Durant une courte suspension d’audience, le roi tint à conférer avec sa garde rapprochée: sur qui se devait-on, à présent, de faire pleuvoir pour conjurer le sort qui accablait l’image du roi?
Le comte Le Foll-. On arrose comme des malades et rien ne monte: les sondages sont exécrables. Mélenchon vous talonne et avant peu, il vous enfumera!
Le roi-. Nous savons cela, mais notre bonne étoile nous indique que le voie que nous avons choisie est la bonne…

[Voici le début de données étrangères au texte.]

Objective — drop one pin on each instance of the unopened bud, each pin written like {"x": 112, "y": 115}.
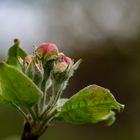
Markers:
{"x": 46, "y": 49}
{"x": 63, "y": 63}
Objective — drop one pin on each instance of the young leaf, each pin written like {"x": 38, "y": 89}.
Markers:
{"x": 90, "y": 105}
{"x": 14, "y": 53}
{"x": 16, "y": 87}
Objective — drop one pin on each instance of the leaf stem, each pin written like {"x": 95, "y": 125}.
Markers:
{"x": 21, "y": 111}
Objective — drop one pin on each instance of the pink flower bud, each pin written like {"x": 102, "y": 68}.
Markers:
{"x": 28, "y": 59}
{"x": 46, "y": 48}
{"x": 63, "y": 63}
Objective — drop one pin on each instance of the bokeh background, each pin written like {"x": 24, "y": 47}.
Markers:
{"x": 104, "y": 33}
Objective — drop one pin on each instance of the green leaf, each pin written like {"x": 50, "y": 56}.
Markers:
{"x": 16, "y": 87}
{"x": 14, "y": 53}
{"x": 90, "y": 105}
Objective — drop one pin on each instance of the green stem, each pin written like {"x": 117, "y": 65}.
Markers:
{"x": 32, "y": 113}
{"x": 21, "y": 111}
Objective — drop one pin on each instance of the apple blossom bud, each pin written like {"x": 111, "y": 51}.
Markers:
{"x": 28, "y": 59}
{"x": 45, "y": 49}
{"x": 63, "y": 63}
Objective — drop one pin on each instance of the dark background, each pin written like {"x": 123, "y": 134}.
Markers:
{"x": 104, "y": 33}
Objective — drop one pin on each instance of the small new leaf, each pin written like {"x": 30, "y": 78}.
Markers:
{"x": 90, "y": 105}
{"x": 14, "y": 53}
{"x": 17, "y": 88}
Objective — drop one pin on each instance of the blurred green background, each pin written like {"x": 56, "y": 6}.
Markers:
{"x": 104, "y": 33}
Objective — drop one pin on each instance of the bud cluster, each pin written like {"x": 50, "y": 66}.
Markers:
{"x": 48, "y": 67}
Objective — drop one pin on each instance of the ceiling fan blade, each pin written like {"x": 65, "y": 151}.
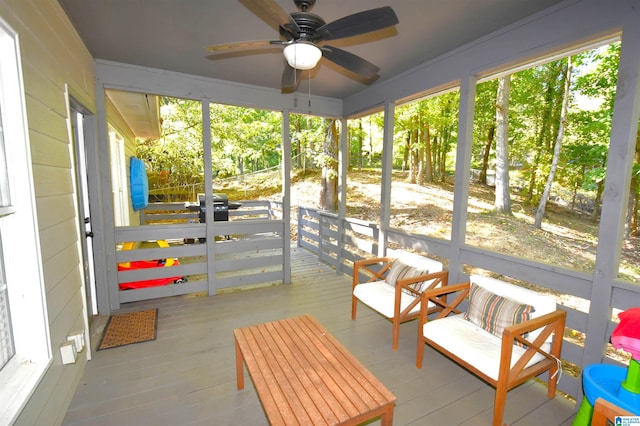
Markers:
{"x": 225, "y": 47}
{"x": 350, "y": 61}
{"x": 273, "y": 14}
{"x": 290, "y": 78}
{"x": 358, "y": 23}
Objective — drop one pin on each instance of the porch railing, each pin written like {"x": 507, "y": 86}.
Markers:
{"x": 249, "y": 249}
{"x": 341, "y": 241}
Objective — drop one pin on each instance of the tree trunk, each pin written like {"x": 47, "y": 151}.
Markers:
{"x": 502, "y": 199}
{"x": 329, "y": 183}
{"x": 556, "y": 149}
{"x": 486, "y": 152}
{"x": 428, "y": 168}
{"x": 360, "y": 143}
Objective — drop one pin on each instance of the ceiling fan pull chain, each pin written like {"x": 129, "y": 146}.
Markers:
{"x": 309, "y": 91}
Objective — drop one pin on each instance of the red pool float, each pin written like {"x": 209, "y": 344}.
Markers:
{"x": 145, "y": 264}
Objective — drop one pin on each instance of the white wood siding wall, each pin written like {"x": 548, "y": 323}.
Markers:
{"x": 52, "y": 58}
{"x": 118, "y": 123}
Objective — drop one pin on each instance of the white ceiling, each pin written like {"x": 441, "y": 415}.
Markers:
{"x": 173, "y": 35}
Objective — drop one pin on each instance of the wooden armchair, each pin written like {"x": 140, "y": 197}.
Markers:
{"x": 393, "y": 286}
{"x": 508, "y": 334}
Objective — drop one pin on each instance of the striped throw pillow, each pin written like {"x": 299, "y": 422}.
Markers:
{"x": 400, "y": 270}
{"x": 492, "y": 312}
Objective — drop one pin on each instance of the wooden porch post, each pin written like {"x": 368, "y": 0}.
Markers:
{"x": 624, "y": 128}
{"x": 343, "y": 168}
{"x": 462, "y": 175}
{"x": 387, "y": 176}
{"x": 208, "y": 191}
{"x": 286, "y": 198}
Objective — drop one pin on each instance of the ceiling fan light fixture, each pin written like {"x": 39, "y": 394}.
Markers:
{"x": 302, "y": 55}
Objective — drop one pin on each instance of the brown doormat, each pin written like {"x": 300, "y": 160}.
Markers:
{"x": 129, "y": 328}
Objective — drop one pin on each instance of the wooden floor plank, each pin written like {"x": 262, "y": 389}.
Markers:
{"x": 187, "y": 375}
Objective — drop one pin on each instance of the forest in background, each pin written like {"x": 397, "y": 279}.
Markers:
{"x": 541, "y": 136}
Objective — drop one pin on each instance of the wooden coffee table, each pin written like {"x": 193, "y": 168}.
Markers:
{"x": 303, "y": 375}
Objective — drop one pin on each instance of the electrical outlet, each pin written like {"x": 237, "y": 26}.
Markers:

Monsieur de Monbeausapin-. Ça va couter une blinde! Depuis le début de l’année, nous avons déjà cramé plus de quatre milliards d’écus!
Le roi-. Par le Ciel, Monbeausapin, cessez de bobillonner comme vieille femme saoule! Monsieur de Migaud s’entend à merveille à camper ce rôle! Il nous inonde de notes alarmistes, assurant qu’avant peu nous allons boire la tasse!
Aboyeur-. Monsieur de Migaud!
Le roi, mezza voce-. Ce damné oiseau de malheur n’était point inscrit sur notre tablette!
Monsieur de Migaud, hors d’haleine, cramoisi-. Sire! Le rouge de nos déficits se peint sur mon visage: nous n’avons plus un radis, plus un kopeck!
Le roi-. J’entends, Monsieur. Auriez-vous, Monsieur, le front de dire que nous flanquons le grisbi par les fenêtres?
Monsieur de Migaud-. Il me faut vous alerter, Sire, sur le fait qu’avant une lustre il nous faudra imprimer des assignats pour payer les augmentations consenties aux professeurs…
Le comte Le Foll-. La roupie de sansonnet, ça c’est notre came!
Monsieur de Migaud-. Je m’arrache les cheveux, Sire!
Le comte Le Foll, balayant sa crinière d’un geste agacé-. Ça nous avait pas échappé…
Monsieur de Migaud-. Pour renfort de potage, Sire, vous promîtes de baisser les impôts! Et ce n’est pas la contribution de Monsieur de Macron à l’ISF qui va nous renflouer, devrait-il pour se faire, mettre son costard au clou…
Monsieur de Monbeausapin-. Voilà plaisante affaire d’arroseur arrosé…
Le Foll-. C’est toi qui l’a balancé?
Monbeausapin-. Si non è vero, è ben trovato…
Le Foll-. Bien joué, Slip de Feu! Gueule d’amour dans la panade, ça c’est du lourd!
Monsieur de Cazeneuve, jusques alors coi comme carpe-. Sire, l’opposition vient à s’inquiéter de devoir un jour payer vos ardoises, arguant que vous serez défait à plate couture et qu’il incombera à votre successeur de gérer un royaume que vous aurez sciemment plombé!
Le Foll-. C’est trop de la balle! Nos ardoises qui pourriraient le règne de nos adversaires, sèmeraient la révolte! Le royaume au bord du gouffre vous supplierait alors, Sire, de rempiler à des fins d’en finir avec la misère et l’injustice d’une droite défoncée à la chicha libérale!
Le roi, rêveur-. Voici qui nous siérait grandement… Mais revenons aux dures réalités du moment: qui n’a-t-on point encore récompensé, gratifié, cajolé…
Le Foll-. Acheté, soudoyé…
Le roi, tout à son rêve-. Les intermittents, c’est fait. Les chercheurs, c’est fait aussi. Les éleveurs, c’est boutiqué. Les jeunes, itou.
Le Foll-. Les vieux…
Le roi-. Ils votent mal.
Cazeneuve-. Mes flics, mes flics!
Le roi-. Du fric pour les flics! En voilà une idée qu’elle est bonne!